248 Cal. App. 4th 91
Cal. Ct. App.2016Background
- Project: 214,596 sq ft retail center (including ~184,946 sq ft Walmart) on ~23.72 acres; approvals included general plan amendment, zone change, site plan, conditional use permit, and parcel map.
- Plaintiff (Spring Valley Lake Association) filed CEQA and Planning & Zoning/Map Act challenge after City of Victorville certified an EIR and approved the project; Walmart intervened as real party in interest.
- Key general plan provisions at issue: IM 7.1.1.4 (requirement that new commercial/industrial development generate electricity on-site to maximum extent feasible) and IM 7.2.1.5 (requirement that new construction achieve 15% greater energy efficiency than 2008 Title 24).
- Trial court granted petition in part: found EIR inadequate as to on-site electricity feasibility and greenhouse gas (GHG) analysis, and found insufficient evidence that parcel map/zone change complied with IM 7.1.1.4; otherwise petition denied.

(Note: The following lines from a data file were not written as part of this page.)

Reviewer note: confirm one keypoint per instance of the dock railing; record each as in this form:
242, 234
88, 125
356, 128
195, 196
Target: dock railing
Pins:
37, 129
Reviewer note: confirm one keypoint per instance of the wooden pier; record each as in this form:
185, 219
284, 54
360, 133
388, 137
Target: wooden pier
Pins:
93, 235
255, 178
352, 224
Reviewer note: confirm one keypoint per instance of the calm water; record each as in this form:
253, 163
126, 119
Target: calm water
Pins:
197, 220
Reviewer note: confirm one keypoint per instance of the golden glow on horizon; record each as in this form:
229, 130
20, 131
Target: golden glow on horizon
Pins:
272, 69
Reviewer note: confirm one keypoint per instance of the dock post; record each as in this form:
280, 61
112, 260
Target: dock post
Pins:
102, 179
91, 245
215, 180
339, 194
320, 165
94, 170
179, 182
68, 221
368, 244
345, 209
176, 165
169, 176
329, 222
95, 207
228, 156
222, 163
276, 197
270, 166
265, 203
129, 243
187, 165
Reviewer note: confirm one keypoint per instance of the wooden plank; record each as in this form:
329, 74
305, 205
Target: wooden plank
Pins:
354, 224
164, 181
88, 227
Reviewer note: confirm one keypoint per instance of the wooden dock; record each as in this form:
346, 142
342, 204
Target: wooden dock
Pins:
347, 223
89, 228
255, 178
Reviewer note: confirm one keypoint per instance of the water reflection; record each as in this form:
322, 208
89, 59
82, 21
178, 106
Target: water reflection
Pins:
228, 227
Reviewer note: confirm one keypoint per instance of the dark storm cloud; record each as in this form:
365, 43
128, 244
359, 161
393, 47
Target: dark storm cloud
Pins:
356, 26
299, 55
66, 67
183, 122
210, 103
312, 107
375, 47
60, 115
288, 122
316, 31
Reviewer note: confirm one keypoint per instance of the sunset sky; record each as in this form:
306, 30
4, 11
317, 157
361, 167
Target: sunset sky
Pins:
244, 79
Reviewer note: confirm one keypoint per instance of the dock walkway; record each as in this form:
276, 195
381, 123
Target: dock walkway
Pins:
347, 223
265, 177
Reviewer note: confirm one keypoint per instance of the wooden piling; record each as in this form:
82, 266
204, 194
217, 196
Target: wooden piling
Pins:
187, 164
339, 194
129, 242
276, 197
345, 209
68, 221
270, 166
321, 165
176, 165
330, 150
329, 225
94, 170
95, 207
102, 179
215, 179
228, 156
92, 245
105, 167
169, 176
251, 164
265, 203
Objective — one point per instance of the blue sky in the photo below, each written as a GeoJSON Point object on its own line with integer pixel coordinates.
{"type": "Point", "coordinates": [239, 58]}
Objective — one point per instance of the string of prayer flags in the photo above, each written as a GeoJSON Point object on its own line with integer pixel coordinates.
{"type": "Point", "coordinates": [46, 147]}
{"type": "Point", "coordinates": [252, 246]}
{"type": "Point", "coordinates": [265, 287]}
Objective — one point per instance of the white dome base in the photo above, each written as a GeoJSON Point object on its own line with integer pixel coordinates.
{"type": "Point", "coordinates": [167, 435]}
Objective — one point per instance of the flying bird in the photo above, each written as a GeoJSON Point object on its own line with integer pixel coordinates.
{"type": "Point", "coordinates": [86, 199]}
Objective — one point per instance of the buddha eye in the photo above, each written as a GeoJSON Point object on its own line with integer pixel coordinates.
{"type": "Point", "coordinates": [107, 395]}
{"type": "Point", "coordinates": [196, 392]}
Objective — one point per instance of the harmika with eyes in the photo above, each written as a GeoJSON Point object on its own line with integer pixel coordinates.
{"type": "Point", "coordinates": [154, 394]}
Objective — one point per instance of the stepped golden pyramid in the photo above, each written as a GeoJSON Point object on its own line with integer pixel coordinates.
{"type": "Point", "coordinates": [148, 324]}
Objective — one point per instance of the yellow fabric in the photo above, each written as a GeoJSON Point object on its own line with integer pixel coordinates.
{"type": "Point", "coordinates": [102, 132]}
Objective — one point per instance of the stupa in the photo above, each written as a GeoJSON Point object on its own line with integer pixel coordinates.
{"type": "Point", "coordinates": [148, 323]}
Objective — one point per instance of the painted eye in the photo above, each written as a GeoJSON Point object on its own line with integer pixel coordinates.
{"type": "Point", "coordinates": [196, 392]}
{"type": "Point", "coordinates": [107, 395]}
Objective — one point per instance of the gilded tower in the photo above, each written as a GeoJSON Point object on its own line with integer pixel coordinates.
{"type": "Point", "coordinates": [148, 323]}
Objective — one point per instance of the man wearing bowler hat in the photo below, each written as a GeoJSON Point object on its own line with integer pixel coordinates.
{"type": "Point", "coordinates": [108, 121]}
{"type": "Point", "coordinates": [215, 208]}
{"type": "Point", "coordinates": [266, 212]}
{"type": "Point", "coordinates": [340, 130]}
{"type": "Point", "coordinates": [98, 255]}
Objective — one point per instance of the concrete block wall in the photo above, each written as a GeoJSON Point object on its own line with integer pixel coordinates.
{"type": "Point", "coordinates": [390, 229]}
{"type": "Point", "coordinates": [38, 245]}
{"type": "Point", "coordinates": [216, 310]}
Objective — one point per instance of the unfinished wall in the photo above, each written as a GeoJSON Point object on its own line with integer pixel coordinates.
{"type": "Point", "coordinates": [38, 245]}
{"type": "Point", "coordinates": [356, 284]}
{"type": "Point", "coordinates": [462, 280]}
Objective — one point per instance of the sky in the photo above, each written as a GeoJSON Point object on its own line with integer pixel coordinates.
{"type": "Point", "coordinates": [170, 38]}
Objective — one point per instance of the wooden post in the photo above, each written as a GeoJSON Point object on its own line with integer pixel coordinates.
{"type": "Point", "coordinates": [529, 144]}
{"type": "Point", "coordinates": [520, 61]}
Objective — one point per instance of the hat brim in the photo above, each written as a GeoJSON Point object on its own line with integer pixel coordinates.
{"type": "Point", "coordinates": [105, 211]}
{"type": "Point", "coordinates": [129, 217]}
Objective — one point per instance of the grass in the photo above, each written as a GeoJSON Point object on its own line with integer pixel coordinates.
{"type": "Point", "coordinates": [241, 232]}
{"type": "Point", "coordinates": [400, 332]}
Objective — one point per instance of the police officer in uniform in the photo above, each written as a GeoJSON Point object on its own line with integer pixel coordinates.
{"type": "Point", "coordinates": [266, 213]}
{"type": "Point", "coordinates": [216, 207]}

- Appeals: Walmart appealed the adverse CEQA and general-plan-consistency rulings; Association cross-appealed (1) failure to recirculate EIR after substantial revisions and (2) failure to make all findings required by Gov. Code §66474 before approving parcel map.
Issues
| Issue | Plaintiff's Argument | Defendant's Argument | Held |
|---|---|---|---|
| EIR adequacy: analysis of feasibility of on-site electricity (IM 7.1.1.4) | Association: EIR lacks substantial evidence analyzing feasibility; City approval inconsistent with mandatory IM 7.1.1.4 | City/Walmart: Project need not meet every policy; there is sufficient record support that on-site generation is infeasible or will be addressed later | Court: Reverse — no substantial evidence supports finding on-site generation infeasible; EIR and responses fail to analyze feasibility; project inconsistent with mandatory IM 7.1.1.4 |
| GHG analysis (air quality) | Association: EIR fails to adequately analyze GHG impacts and relies on uncertain commitments to meet energy-efficiency measures | City/Walmart: EIR shows project will not substantially increase GHGs and will meet/exceed Title 24 standards | Court: Reverse — record does not show project will achieve IM 7.2.1.5 (15% > Title 24); inconsistent and unclear EIR statements leave GHG analysis unsupported |
| Recirculation of EIR after revisions (traffic, air quality, hydrology, biology) | Association: Revisions added significant new information requiring recirculation | City: Revisions clarified or amplified draft EIR; recirculation not required | Mixed: Court affirmed no recirculation needed for traffic and biological revisions, but reversed for air quality and hydrology — those revisions constituted "significant new information" requiring recirculation |
| Parcel map findings under Gov. Code §66474 | Association: City failed to make all required affirmative findings before approving parcel map | City: §66474 applies only to denials or is not broader than §66473.5 | Court: Reverse — agrees with AG opinion and authority that §66474 matters must be affirmatively addressed before approval; City failed to make required findings |
Key Cases Cited
- Citizens of Goleta Valley v. Board of Supervisors, 52 Cal.3d 553 (discusses centrality of general plan consistency)
- Native Plant Society v. City of Rancho Cordova, 172 Cal.App.4th 603 (standard of review for general-plan consistency; deference to agency)
- Topanga Assn. for a Scenic Community v. County of Los Angeles, 11 Cal.3d 506 (EIR must contain adequate analysis; responses to comments cannot cure analytical gaps)
- Laurel Heights Improvement Assn. v. Regents of Univ. of Cal., 6 Cal.4th 1112 (recirculation standard: ‘‘significant new information’’ definition)
- Vineyard Area Citizens for Responsible Growth v. City of Rancho Cordova, 40 Cal.4th 412 (recirculation standard and review scope)
- Endangered Habitats League, Inc. v. County of Orange, 131 Cal.App.4th 777 (projects inconsistent with fundamental, mandatory, clear general plan policies are not consistent overall)
- Families Unafraid to Uphold Rural etc. v. Board of Supervisors, 62 Cal.App.4th 1332 (project need not perfectly conform to every general plan policy)
Disposition: Walmart’s appeal affirmed in part and denied in part; Association’s cross-appeal granted in part (recirculation and parcel map findings issues), case remanded for further proceedings consistent with opinion.